Unexpected features in the metatranscriptome in combined MTX/MGX analysis

Dear Humann Team,

I am trying to perform a combined analysis of metatranscriptomes and metagenomes. As suggested in the user manual, I am using the taxonomic profiles (bugs_list.tsv) from the metagenome as the basis for mapping the metatranscriptome using the following command:
conda run -n biobakery humann --input $sample"_merge.fq" --output output_humann --taxonomic-profile /path/to/metatranscriptomics/tax_profiles/${sample/R/D}"merge_metaphlan_bugs_list.tsv" --threads 16

When looking at the results table, however, around 6% of the features from the RNA data (gene families) do not get mapped in the metagenome. Is this the expected behaviour? Thank you for your input.

I am using Humann v3.7 and Metaphlan v4.0.6 with the database version vOct22.

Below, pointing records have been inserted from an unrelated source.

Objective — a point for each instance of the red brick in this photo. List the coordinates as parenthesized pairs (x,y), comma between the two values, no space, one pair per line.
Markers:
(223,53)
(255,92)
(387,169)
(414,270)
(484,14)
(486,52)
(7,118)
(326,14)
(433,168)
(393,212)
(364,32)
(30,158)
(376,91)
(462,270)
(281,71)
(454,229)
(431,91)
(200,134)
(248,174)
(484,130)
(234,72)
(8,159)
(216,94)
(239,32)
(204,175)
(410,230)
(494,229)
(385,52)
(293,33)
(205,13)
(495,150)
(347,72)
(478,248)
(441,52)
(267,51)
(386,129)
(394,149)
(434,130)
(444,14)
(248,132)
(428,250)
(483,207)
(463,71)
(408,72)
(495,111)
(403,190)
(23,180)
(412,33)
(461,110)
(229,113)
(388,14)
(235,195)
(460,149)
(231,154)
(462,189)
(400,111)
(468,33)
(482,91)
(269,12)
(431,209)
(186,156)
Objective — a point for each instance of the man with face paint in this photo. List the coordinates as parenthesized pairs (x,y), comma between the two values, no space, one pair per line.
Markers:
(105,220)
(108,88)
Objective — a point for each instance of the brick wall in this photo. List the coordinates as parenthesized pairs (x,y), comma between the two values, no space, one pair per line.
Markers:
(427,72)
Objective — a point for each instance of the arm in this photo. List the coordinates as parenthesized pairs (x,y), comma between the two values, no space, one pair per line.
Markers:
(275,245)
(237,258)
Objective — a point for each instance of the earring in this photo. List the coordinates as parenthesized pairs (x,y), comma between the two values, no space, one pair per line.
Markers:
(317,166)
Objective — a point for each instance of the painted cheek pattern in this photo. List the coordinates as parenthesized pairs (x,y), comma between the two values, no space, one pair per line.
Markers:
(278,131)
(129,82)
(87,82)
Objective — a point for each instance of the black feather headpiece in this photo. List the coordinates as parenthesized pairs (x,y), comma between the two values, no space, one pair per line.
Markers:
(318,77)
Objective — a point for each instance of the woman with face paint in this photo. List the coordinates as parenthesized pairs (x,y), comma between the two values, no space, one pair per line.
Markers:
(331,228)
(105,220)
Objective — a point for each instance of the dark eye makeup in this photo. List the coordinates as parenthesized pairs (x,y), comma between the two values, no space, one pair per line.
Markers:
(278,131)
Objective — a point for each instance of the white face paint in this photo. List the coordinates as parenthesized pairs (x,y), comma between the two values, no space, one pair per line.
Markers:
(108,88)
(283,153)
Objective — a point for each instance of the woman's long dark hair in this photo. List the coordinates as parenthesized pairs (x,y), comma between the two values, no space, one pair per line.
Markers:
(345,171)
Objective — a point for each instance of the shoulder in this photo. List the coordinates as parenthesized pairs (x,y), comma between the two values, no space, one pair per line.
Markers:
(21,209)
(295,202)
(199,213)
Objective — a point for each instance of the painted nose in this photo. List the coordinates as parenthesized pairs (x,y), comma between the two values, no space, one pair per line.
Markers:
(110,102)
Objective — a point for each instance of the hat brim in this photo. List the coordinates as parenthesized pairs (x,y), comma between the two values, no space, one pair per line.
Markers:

Yes, this is definitely possible for species of intermediate coverage. Since reads are sampled randomly, it’s possible for such a species to be detected and mapped against with your DNA reads but to not have all of its genes detected. A gene that was present but not detected in the DNA might be detected in the corresponding RNA either by chance (e.g. a few RNA reads got sampled from the gene’s transcript while no DNA reads were sampled from the gene) or because the gene is highly expressed (meaning it was easier to sample RNA reads from the gene compared to DNA reads relative to its source species’ abundance).

In these cases we would infer that the gene was present on the basis of the RNA evidence.

1 Like

Thank you for the detailed and fast answer! It is quite understandable and clear for me now as well, just wanted to be sure, there is nothing wrong on my end here.